Math.i don't know how to do, please teach me and show step.?

Question

if g(x)= x^2-1 then g(x-1)-g(x+1)=?

Answer 1

g( x - 1) = ( x - 1 )^2 - 1 = x^2 - 2x + 1 - 1 = x^2 - 2x

g( x + 1) = ( x + 1 )^2 - 1 = x^2 + 2x + 1 - 1 = x^2 + 2x

g ( x - 1 ) - g ( x + 1) =
[ x^2 - 2x ] - [ x^2 + 2x ] = - 4x

Answer 2

if
g(x) = x^2-1

first, find g(x - 1)
g(x - 1) = (x - 1)^2 - 1
= (x - 1)(x - 1) -1
= x^2 - x - x + 1 - 1
= x^2 - 2x

then, find g(x + 1)
g(x + 1) = (x + 1)^2 - 1
= (x + 1)(x + 1) - 1
= x^2 + x + x + 1 - 1
= x^2 + 2x

finally....
g(x - 1) - g(x + 1) = x^2 - 2x - x^2 + 2x
= x^2 - x^2 - 2x + 2x
= 0

therefore the answer is 0...

Answer 3

g(x) = x^2 - 1

g(anything) = (anything)^2 - 1

g(x - 1) = (x - 1)^2 - 1
g(x + 1) = (x + 1)^2 -1

g(x-1) -g(x+1) = (x - 1)^2 - 1 - (x + 1)^2 + 1 = (x - 1)^2 - (x + 1)^2

This can be further simplified by expanding the binomials

Answer 4

Others have helped you with the algebra.

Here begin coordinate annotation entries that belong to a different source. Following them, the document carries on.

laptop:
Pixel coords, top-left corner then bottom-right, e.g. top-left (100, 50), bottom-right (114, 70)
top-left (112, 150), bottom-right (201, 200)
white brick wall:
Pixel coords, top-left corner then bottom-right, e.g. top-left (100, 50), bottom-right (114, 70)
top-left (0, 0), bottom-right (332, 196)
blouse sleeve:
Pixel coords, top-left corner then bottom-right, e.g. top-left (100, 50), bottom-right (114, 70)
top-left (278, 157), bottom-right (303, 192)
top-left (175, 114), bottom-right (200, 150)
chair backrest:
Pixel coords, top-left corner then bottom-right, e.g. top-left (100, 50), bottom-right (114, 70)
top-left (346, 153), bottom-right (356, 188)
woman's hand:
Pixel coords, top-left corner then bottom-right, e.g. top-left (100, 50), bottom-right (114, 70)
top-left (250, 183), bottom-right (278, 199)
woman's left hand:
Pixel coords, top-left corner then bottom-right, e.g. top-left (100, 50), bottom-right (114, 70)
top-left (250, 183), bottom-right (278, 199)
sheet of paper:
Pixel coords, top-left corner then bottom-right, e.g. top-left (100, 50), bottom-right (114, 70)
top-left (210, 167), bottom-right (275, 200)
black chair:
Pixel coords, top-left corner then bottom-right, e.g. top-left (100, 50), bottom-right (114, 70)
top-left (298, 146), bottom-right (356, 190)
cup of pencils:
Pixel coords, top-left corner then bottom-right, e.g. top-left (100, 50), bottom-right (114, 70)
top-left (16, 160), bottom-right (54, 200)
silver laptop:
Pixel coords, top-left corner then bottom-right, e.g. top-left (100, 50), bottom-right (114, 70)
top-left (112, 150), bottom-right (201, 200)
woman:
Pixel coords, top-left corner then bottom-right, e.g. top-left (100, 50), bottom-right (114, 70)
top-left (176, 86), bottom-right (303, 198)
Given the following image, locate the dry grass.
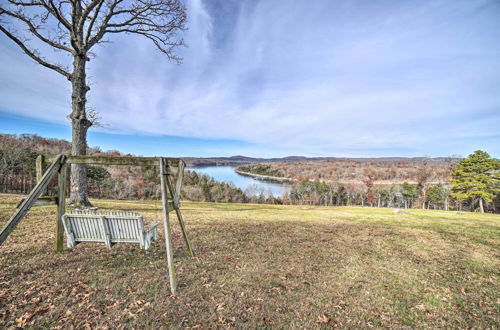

I would just like to point out to Mis Hottie that someone who doesn't know the difference between "your" and "you're" should be a little careful when accusing others of being "dumb" ...

Answer 5

just substitute "g" with "x^2-1" in the equation. from there its just algebra

Answer 6

if g(x)=(x^2)-1
then
g(x-1)-g(x+1)= [{(x-1)^2}-1] - [{(x+1)^2}-1]
={(x-1-1)(x-1+1)}-{(x+1-1)(x+1+1)}
={x(x-2)}-{x(x+2)}
=[(x^2)-2x]-[(x^2)+2x]
=(-4x)


using formula (a^2-b^2)=(a+b)(a-b)

Answer 7

g(x)=x^2-1
g(x-1)=(x-1)^2-1 now (a-b)^2=a^2-2 ab+b^2
=(x^2-2x+1)-1 now 1-1=0
g(x-1)=(x^2-2x)
g(x+1)=(x+2)^-1 now (a+b)^2=a^2+2 ab+b^2
=(x^2+2x+1)-1 now 1-1=0
g(x+1)=x^2+2x
g(x-1)-g(x+1)=(x^2-2x)-(x^2+2x)
=x^2 - 2x - x^2 - 2x now-2x+2x=0
=-2x-2x
=-4x
-4x

Answer 8

g(x)= x^2-1
g(x-1) = (x-1)^2-1
g(x-1) = (x-1)(x-1)-1
g(x-1)=x^2-2x+1-1
g(x-1)=x^2-2x
g(x+1)=(x+1)^2-1
g(x+1)=(x+1)(x+1)-1
g(x+1)=x^2+2x+1-1
g(x+1)=x^2+2x
[x^2-2x] - [x^2+2x] = -4x

Answer 9

i ABSOLUTELY agree with mis hottie's comment.